Designed for tracking air quality, temperature, and humidity, the Anotter Sensor Hub is a compact creation with an attractive UI.

Hardware designer and self-described "electrical engineering witch" Jana Marie Hemsing has designed a neat device for monitoring air quality and other environmental conditions, complete with an attractive Grafana dashboard: the Anotter Sensor Hub.

"[A] smol side project is this indoor environment sensor with Prometheus-exporter," Hemsing writes of the neat device. "Its focus lies in tracking particulate matter (1µm, 2.5µm, 4µm, & 10µm) and providing a NOx [Nitrogen Oxides] and VOC [Volatile Organic Compounds] index. The design is dead simple, just an [Espressif] ESP32 & a Sensirion SEN055 as main sensor. Both are clamped together by four 3D printed feet. The ESP32 provides a simple webpage with Prometheus metrics."

The heart of the system is, as Hemsing explains, the Sensirion SEN055 environmental sensor. In addition to measuring four sizes of particulate matter pollution — with many of its rivals concentrating on just 2.5µm and 10µm, usually written as PM2.5 and PM10 — the sensor tracks volatile organic compound concentration, temperature, and humidity for a generalized look at overall air quality and environmental conditions.

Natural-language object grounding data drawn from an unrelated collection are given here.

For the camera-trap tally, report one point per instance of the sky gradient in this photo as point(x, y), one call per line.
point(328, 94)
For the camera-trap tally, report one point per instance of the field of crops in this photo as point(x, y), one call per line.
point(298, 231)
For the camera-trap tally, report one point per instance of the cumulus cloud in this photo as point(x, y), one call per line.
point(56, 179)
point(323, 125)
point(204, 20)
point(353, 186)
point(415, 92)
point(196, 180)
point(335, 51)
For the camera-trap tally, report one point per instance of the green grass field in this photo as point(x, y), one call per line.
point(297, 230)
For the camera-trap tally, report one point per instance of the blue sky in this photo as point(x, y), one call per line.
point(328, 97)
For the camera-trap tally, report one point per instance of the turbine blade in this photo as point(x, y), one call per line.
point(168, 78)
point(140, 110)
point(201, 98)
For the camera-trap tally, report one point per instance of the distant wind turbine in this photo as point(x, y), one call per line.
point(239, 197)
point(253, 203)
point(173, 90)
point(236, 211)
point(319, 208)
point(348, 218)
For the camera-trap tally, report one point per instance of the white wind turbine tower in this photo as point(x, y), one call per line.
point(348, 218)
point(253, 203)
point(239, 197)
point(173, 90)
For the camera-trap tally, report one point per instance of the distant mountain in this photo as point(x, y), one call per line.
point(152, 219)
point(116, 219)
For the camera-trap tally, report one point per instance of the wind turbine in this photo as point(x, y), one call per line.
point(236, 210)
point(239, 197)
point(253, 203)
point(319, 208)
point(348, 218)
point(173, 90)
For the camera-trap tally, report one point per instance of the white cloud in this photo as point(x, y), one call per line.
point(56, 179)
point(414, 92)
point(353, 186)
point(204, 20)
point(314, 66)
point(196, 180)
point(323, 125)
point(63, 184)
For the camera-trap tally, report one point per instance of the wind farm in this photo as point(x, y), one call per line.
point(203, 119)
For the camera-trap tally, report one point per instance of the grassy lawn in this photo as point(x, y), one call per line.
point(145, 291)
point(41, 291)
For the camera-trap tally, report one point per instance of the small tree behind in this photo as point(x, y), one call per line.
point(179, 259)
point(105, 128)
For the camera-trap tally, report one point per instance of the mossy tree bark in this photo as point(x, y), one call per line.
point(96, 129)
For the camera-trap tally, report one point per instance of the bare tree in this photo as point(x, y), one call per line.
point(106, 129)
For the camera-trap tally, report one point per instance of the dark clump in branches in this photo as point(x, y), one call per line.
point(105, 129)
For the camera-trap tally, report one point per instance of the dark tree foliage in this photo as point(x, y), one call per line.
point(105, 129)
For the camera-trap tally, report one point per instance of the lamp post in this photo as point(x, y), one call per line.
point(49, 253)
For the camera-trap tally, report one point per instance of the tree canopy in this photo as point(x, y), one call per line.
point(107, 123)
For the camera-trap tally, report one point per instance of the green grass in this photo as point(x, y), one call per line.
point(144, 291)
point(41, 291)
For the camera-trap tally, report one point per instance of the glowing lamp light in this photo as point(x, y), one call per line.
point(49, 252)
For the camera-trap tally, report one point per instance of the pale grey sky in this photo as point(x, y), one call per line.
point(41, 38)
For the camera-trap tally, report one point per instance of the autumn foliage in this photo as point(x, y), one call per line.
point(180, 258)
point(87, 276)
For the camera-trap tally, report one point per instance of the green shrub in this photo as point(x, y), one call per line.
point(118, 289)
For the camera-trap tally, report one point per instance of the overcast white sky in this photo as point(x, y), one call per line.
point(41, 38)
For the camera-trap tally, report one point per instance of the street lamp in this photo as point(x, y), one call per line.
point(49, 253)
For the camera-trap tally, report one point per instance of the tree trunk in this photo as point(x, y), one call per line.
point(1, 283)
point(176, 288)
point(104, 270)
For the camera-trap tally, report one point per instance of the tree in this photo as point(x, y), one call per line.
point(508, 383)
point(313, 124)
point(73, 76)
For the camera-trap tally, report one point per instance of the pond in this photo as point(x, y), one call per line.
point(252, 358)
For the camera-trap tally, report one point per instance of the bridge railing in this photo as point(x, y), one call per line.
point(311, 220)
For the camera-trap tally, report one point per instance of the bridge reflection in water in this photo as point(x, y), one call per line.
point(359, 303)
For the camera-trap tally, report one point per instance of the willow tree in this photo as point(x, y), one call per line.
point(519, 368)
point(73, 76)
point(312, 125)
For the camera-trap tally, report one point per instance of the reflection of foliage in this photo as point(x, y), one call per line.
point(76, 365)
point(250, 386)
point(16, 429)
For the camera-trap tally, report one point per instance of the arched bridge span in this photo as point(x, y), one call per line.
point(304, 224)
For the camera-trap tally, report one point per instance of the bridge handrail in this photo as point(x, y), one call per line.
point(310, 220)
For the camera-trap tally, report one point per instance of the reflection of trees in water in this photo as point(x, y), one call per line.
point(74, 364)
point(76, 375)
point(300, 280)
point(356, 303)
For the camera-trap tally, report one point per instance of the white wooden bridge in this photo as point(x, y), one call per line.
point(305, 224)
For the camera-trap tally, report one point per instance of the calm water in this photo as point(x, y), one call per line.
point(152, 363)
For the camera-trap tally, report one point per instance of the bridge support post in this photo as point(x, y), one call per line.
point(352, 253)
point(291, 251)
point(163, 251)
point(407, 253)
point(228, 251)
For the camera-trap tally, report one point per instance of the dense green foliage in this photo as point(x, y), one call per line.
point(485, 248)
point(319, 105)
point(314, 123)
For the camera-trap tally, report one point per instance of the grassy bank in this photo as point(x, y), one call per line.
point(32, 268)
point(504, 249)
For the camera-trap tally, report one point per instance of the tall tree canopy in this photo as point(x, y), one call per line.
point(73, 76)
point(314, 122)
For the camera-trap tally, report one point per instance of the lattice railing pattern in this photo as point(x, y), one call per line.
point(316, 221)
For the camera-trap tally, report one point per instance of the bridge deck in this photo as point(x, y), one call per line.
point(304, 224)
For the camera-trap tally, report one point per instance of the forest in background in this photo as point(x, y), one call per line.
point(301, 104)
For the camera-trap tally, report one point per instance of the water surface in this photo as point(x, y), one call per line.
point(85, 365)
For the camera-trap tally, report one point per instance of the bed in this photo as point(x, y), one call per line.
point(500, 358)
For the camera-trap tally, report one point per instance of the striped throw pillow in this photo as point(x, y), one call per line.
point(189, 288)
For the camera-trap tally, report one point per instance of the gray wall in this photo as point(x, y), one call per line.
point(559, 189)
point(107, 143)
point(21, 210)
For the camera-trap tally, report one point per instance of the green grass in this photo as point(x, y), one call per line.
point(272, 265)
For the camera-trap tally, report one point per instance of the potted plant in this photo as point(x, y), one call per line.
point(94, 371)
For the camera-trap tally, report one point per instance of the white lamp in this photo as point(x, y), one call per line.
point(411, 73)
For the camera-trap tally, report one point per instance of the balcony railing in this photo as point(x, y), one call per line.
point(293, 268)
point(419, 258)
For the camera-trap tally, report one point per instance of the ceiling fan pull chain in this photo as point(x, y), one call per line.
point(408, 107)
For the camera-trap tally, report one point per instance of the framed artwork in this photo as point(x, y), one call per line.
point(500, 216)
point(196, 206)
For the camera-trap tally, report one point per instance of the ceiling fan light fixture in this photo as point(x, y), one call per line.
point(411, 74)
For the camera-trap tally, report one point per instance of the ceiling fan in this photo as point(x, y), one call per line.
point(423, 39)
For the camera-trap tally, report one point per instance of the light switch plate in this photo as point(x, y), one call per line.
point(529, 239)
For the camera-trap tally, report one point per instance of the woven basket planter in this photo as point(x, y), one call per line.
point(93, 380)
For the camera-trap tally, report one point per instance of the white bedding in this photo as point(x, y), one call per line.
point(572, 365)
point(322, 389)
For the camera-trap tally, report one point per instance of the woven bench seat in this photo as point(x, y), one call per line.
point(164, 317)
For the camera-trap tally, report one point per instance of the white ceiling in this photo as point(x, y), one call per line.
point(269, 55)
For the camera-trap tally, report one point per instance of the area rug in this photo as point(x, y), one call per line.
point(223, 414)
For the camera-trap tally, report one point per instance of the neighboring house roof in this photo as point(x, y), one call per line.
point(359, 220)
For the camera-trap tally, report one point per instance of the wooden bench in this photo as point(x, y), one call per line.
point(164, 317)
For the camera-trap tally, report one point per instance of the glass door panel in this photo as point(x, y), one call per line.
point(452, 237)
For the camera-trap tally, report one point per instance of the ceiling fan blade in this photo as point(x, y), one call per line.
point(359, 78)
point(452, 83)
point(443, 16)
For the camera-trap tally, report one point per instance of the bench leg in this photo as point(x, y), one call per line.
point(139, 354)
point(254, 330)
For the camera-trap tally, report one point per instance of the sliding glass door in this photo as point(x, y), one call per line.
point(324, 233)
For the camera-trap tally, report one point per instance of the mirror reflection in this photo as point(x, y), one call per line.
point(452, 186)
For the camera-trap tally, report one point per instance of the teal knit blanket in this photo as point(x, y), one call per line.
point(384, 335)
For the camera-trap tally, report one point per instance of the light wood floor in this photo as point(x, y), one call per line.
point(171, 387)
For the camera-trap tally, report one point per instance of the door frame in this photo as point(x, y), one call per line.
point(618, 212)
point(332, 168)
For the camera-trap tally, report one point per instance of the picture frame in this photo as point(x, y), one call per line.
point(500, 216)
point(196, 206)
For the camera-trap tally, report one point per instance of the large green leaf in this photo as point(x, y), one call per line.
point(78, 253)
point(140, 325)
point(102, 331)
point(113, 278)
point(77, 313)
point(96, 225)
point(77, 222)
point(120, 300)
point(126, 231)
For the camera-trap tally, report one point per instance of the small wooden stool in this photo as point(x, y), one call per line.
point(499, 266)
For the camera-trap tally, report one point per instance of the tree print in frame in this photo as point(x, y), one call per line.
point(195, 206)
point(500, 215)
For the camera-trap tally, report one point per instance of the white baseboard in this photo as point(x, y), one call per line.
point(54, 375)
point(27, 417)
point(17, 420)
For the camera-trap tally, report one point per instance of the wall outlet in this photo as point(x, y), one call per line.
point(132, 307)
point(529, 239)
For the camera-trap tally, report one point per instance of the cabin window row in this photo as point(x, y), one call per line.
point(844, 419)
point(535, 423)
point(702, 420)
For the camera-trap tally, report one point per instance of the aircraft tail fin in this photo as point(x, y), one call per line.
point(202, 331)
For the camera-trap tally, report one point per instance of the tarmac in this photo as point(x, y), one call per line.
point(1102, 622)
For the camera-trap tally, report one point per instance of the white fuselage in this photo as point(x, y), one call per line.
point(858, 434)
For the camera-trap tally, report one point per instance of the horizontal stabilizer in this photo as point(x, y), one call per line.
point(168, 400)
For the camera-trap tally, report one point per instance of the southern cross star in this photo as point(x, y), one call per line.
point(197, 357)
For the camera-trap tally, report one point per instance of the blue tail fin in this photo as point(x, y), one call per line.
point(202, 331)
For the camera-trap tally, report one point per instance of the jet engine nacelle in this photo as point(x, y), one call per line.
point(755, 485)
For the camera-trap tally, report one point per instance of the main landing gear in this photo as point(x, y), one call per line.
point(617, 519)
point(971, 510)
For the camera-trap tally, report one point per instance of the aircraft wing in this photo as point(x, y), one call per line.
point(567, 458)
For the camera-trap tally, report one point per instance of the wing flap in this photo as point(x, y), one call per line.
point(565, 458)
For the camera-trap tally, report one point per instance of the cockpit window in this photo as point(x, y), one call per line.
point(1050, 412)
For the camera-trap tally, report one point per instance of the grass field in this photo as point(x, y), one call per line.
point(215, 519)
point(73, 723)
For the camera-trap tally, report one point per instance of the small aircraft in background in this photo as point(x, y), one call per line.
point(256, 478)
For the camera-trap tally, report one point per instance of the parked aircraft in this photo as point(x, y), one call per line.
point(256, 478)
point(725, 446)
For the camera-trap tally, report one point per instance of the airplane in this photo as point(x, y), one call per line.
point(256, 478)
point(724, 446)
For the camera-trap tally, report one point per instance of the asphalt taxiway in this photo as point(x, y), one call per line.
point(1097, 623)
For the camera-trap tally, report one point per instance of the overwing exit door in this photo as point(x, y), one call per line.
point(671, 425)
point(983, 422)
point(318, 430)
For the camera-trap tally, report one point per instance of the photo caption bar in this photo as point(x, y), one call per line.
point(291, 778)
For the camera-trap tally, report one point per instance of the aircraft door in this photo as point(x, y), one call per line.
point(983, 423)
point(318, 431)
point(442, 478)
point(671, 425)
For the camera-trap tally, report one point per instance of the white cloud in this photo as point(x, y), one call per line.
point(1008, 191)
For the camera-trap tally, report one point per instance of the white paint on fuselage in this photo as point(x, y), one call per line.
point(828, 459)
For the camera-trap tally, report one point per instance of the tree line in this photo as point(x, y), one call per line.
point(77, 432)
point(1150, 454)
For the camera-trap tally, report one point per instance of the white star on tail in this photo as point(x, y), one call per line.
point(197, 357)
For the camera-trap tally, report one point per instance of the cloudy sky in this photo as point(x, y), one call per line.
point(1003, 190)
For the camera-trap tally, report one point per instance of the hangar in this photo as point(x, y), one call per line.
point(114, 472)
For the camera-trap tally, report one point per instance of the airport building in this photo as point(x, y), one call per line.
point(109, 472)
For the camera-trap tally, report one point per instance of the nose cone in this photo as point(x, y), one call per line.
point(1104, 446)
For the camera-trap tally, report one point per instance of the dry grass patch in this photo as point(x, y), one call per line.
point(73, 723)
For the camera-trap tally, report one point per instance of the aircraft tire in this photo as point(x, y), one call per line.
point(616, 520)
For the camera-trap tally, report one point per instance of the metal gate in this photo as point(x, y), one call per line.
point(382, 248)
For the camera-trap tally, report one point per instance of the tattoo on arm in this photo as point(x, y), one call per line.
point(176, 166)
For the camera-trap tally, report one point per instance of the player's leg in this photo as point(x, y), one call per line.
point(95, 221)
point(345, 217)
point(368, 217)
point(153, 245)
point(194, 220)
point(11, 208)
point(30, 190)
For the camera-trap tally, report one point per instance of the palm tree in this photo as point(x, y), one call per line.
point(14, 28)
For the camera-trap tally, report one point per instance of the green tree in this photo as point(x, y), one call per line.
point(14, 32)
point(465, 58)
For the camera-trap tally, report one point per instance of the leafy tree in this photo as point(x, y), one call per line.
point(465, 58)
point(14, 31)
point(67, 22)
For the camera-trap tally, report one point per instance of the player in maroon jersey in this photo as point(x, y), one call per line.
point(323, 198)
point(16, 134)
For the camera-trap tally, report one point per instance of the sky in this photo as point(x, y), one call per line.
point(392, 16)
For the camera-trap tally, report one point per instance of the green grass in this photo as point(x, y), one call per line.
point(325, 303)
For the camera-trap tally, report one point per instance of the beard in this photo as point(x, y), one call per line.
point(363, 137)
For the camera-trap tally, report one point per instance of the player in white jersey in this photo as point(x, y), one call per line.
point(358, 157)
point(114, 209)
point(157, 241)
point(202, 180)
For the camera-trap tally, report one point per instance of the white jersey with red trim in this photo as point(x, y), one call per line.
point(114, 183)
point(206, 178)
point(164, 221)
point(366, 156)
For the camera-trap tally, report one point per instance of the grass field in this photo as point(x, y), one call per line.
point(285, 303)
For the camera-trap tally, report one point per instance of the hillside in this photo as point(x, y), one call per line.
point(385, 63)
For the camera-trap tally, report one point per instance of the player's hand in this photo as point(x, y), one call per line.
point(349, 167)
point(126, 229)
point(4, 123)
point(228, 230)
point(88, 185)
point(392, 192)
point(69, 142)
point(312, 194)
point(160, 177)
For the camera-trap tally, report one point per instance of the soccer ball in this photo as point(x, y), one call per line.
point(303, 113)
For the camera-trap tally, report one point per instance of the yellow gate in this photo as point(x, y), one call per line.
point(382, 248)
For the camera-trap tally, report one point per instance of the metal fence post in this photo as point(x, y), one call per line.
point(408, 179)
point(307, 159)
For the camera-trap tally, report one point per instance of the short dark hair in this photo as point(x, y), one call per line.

Below the sensor is the hub itself, a custom circuit board which plays host to a Espressf ESP32-WROOM-32U microcontroller module, providing a dual-core 32-bit Tensilica Xtensa processor running at up to 240MHz alongside 4MB of flash storage and both Wi-Fi and Bluetooth connectivity. The Wi-Fi radio is used to connect one or more nodes to a network, where the data gathered by the sensor can be sent to a Prometheus server — and visualized on an attractive Grafana dashboard, complete with instant and historical readings.

"Other I2C, SPI, or PWM [hardware] can be added to the designated connectors," Hemsing adds of the host board's capabilities. "All ESP32 pins are broken out to offer bodging all sensors imaginable to the host board. The PCB and components (w/o SEN055) are about ~5$, with [the] SEN055 it comes up to ~40€/sensor node [around $42]."

Source code, design files, and STL files for 3D-printing the mount legs are available on Hemsing's GitHub repository under an unspecified open source license.